Minimal crt0: $ e-size e-test-workgroup-a.elf text data bss dec hex filename 548 64 120 732 2dc e-test-workgroup-a.elf Standard crt0: $ e-size e-test-workgroup-a.elf text data bss dec hex filename 1418 1196 128 2742 ab6 e-test-workgroup-a.elf
When you've only got 32K to play with saving 2K isn't to be sniffed at.
Matching addresses (aka fake hsa)
Next I looked at just using mmap to map the shared memory so pointers can be shared between the epiphany and the host arm directly. I tried to use e_get_platform_info() to get the list of memory blocks but for some odd reason that zeros out the memory array pointer? Odd. So ... I just access the struct directly via an extern instead.
This is just an implementation of stuff from a previous post but using the platform_info to find the addresses.
I have no idea whether this will work on a multi-epiphany setup but since I don't have one it's not something i'll lose sleep over :)
About this point I noticed that some symbols weren't being allocated any location in the output file and thus could not be resolved during the loader-linker execution. These were symbols marked with the section id of COMMON. I had hit this before but I had forgotten all about it. Last time I solved it using a linker script but I found I can just pass '-d' to the linker to achieve the same result which puts any such values into bss.

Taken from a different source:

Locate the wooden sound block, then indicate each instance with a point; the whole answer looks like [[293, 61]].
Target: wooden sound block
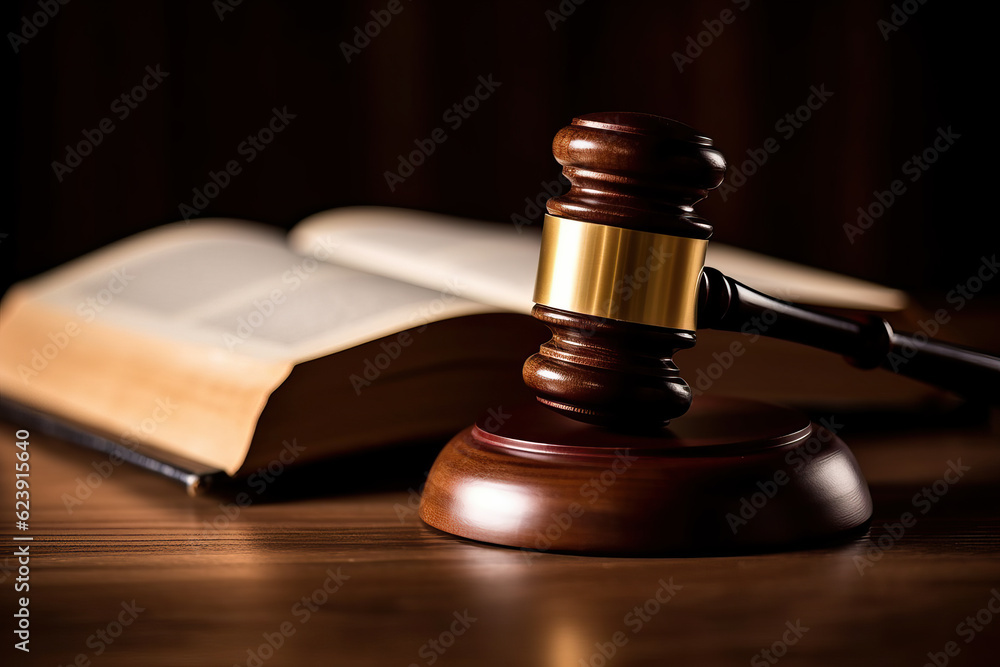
[[731, 475]]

Automatic remote-core on-chip symbol resolution
Then I had a look into implementing fully automatic resolution of remote but on-chip symbols. The options are limited but the desired target core can be indicated by the symbol name.
program a: extern int buffer; program b: // current cell relative +0, +1 extern int buffer_0_1; // group relative 0,1 extern int buffer$0$1;
Or some variation thereof. This is easy enough to parse and implement, and not too ugly to use.
But it would mean that the binary for every core would need to be linked individually and thus it wouldn't be possible to just copy the same code across to multiple cores when they share the implementation. For this reason I've dropped the idea for now. Having to use e_get_global_address() on a weak symbol isn't too difficult.